Medicaid expansion was one of the biggest issues left over from the 2013 Legislature, and it's likely to be a major point of contention for the new legislature that opens today. That's why legislators ought to begin looking at solutions to this thorny matter in the early days of the session, and resolve to keep any debates concerning it cool and constructive every step of the way.
Encouragingly, the proposals offered by legislative Republicans last week start off on the right foot; unfortunately, they don't quite make it to the finish line.
The proposals are being forwarded as an alternative to the plan from Gov. Steve Bullock, a Democrat, who would like to see the state take full advantage of the federal funding option provided under the Affordable Care Act. That option would expand Medicaid coverage to those earning 138 percent of the federal poverty level or less, and the costs of expanding this coverage would be covered by the federal government in full for 2016. By 2020, the state of Montana would be responsible for paying 10 percent of the expansion cost.
Concern about those "down-the-road" costs was one of the primary reasons some legislators objected to the expansion plan in 2013. As a result, an estimated 70,000 Montanans have gone without health care coverage in Montana. It's time to put those fears to rest and get these Montanans health coverage at last.
The Republican legislators who worked on the new proposals apparently agree that extending Medicaid coverage to low-income residents is worth the added cost to the state. However, their plan draws the line at childless adults who don't have a recognized disability.
“From 30,000 feet, Medicaid expansion is going to be a tough sell for the caucus and a tough sell for me personally,” House Speaker Austin Knudsen, R-Culbertson, told the Missoulian's editorial board last week. “Able-bodied people should be able to go out and get a job.”
Knudsen visited the Missoulian before the Republican proposals were announced, but his comments and the proposals themselves echo the same assumption that many Montanans not covered by Medicaid are capable of working, but unwilling to. That assumption ignores the reality of employment in Montana, where thousands of people work hard at low-paying jobs that do not offer health insurance. Thousands more have part-time jobs – sometimes two or three of them. Even a full-time, minimum wage worker in Montana could not afford an insurance plan of the caliber offered to state legislators, for instance.

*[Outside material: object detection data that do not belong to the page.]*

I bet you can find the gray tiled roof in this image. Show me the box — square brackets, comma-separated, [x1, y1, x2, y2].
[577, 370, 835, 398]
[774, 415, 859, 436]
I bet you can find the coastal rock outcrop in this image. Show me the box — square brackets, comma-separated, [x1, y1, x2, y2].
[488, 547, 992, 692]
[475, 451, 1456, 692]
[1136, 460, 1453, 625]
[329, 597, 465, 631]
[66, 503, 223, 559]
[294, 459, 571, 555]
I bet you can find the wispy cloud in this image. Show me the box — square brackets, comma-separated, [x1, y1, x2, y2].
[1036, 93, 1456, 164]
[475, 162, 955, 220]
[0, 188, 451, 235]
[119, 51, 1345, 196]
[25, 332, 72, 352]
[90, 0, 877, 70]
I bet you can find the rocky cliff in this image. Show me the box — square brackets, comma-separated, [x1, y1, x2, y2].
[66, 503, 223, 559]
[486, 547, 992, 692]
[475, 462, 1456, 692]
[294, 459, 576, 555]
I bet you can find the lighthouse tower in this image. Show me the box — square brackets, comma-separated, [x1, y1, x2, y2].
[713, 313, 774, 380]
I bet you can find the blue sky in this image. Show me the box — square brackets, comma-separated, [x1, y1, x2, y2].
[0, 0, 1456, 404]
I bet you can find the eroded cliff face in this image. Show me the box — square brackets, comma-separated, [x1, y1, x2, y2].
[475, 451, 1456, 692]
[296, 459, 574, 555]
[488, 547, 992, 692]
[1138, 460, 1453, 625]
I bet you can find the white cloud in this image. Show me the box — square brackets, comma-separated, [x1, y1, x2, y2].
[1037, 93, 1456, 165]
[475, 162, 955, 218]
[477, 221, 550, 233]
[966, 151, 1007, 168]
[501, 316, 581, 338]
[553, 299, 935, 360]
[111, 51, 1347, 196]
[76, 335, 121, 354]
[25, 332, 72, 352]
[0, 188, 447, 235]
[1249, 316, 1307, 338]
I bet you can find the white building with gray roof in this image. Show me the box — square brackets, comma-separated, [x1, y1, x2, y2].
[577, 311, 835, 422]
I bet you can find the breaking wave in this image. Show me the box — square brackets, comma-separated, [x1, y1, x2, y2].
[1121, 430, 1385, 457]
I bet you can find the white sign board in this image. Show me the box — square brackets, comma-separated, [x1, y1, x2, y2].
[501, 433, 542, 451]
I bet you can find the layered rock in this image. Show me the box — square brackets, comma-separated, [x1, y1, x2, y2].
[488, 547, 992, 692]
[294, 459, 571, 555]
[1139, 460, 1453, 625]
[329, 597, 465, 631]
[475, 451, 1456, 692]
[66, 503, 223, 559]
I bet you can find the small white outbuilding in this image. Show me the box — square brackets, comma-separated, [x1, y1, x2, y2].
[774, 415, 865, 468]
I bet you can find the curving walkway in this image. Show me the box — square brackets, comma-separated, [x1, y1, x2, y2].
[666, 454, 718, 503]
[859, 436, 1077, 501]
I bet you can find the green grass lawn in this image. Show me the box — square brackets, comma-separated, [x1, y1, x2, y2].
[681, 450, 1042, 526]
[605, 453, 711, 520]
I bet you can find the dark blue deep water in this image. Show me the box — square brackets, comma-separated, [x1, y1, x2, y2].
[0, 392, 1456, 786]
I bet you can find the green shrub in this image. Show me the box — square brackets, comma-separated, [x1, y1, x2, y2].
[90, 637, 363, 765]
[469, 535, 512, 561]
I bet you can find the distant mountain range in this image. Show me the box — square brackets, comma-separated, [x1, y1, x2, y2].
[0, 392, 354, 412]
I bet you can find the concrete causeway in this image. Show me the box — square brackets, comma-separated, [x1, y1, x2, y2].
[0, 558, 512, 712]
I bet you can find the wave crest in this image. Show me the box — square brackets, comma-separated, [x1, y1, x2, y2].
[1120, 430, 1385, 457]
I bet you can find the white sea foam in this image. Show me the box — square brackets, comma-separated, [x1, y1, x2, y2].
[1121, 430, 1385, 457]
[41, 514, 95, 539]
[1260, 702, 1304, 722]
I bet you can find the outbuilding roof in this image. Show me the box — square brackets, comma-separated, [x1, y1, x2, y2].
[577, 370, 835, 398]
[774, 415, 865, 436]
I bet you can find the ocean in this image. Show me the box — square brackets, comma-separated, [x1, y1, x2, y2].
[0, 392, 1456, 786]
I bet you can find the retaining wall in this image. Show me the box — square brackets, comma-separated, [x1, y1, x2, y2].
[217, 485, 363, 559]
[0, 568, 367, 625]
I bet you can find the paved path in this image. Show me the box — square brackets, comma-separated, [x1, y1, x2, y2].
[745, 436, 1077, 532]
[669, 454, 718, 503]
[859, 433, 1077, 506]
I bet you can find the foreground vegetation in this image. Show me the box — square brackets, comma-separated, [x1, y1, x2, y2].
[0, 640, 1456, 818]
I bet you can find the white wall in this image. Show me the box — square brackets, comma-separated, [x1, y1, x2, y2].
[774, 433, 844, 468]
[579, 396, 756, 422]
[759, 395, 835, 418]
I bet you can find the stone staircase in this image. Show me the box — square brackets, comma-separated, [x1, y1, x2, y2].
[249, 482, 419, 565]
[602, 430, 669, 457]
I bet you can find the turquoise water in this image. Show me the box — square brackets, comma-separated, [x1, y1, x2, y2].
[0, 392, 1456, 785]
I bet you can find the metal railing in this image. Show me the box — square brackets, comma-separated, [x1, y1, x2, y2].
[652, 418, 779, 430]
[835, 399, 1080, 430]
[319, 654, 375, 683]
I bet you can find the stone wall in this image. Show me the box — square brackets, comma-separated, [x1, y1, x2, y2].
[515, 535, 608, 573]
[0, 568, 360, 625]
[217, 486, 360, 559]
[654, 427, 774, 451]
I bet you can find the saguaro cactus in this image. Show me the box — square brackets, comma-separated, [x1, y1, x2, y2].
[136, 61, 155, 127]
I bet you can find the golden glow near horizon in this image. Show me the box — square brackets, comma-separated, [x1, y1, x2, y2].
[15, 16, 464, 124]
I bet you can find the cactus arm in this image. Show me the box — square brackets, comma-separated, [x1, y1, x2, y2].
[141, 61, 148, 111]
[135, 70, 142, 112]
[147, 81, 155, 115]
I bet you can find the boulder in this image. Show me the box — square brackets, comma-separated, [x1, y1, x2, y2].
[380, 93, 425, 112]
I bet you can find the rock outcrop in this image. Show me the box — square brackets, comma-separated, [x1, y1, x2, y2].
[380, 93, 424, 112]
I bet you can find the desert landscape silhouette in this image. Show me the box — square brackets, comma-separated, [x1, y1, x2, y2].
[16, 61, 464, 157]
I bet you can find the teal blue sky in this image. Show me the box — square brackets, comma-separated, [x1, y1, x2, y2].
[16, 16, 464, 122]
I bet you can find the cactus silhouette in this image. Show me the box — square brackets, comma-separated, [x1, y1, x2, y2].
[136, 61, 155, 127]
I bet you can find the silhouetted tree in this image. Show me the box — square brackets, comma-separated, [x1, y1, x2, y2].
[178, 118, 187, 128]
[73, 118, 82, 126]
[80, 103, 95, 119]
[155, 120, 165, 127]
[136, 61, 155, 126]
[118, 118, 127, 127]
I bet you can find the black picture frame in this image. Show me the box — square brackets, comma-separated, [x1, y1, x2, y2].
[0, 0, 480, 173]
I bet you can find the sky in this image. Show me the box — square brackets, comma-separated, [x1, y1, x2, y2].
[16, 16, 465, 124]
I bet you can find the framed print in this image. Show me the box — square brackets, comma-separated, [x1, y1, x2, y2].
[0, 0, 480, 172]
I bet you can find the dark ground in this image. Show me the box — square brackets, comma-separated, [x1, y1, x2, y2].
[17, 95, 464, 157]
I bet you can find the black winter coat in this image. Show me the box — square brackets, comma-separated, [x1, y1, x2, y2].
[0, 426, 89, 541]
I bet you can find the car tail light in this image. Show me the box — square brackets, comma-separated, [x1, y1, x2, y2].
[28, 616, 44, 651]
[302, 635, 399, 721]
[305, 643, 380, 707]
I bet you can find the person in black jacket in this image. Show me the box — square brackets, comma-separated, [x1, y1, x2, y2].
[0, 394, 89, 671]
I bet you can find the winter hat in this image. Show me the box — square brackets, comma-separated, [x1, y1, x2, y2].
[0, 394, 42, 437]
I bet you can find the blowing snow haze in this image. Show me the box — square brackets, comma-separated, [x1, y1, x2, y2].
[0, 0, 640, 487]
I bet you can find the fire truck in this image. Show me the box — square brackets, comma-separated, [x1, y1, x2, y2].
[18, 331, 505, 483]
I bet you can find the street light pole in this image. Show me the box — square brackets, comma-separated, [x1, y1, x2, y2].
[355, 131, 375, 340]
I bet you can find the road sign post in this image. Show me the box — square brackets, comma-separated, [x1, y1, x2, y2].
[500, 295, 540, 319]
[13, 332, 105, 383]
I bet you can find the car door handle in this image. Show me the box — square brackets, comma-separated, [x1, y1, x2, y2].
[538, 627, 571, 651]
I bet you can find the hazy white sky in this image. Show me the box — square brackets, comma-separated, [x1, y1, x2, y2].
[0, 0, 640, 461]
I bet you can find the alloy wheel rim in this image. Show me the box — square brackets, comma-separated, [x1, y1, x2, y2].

Indeed, according to a Nov. 12, 2014 report posted by the Kaiser Family Foundation, 54 percent of those in the coverage gap nationwide are employed, and two-thirds belong to a family with at least one worker. More than half of these folks work for small businesses that do not offer health insurance.
Republicans are still in the process of drafting specific bills, but loosely, their plan would expand Medicaid eligibility for those earning 100 percent or less of the federal poverty level. This would provide coverage to an additional 15,000 to 18,000 people. The proposals also include some reforms to Medicaid and medical liability laws. These reforms would, arguably, free up enough money for Montana to pay for the limited expansion, and Montana would only be on the hook to cover one-third of the costs of that expansion.
It's highly unlikely that bearing more up-front costs now will save the state money, even in the short term. According to a December 2014 report from the Montana Budget and Policy Center, uninsured patients cost Montana hospitals nearly $400 million in uncompensated charges in 2013, creating "A Drag on Montana's Economy," as the report is titled.
Under Bullock's plan, the state would hire a private company to manage claims under the expansion. A similar idea was recently endorsed by the Montana Chamber of Commerce.
Surely, between Bullock's plan and the GOP's plan, our legislators can figure out which solutions are best for our state. And surely, expanding Medicaid to include as many low-income individuals as possible is best.
Remember, 138 percent of the federal poverty level is only $16,100 for a single person. Low-income Montanans are not all jobless or caring for dependent children. Many are hard-working, low-paid individuals who simply earn too much to qualify for Medicaid now but too little to afford any other health insurance plan. Many others are struggling with struggling with circumstances and conditions that prevent them from working. All deserve health care.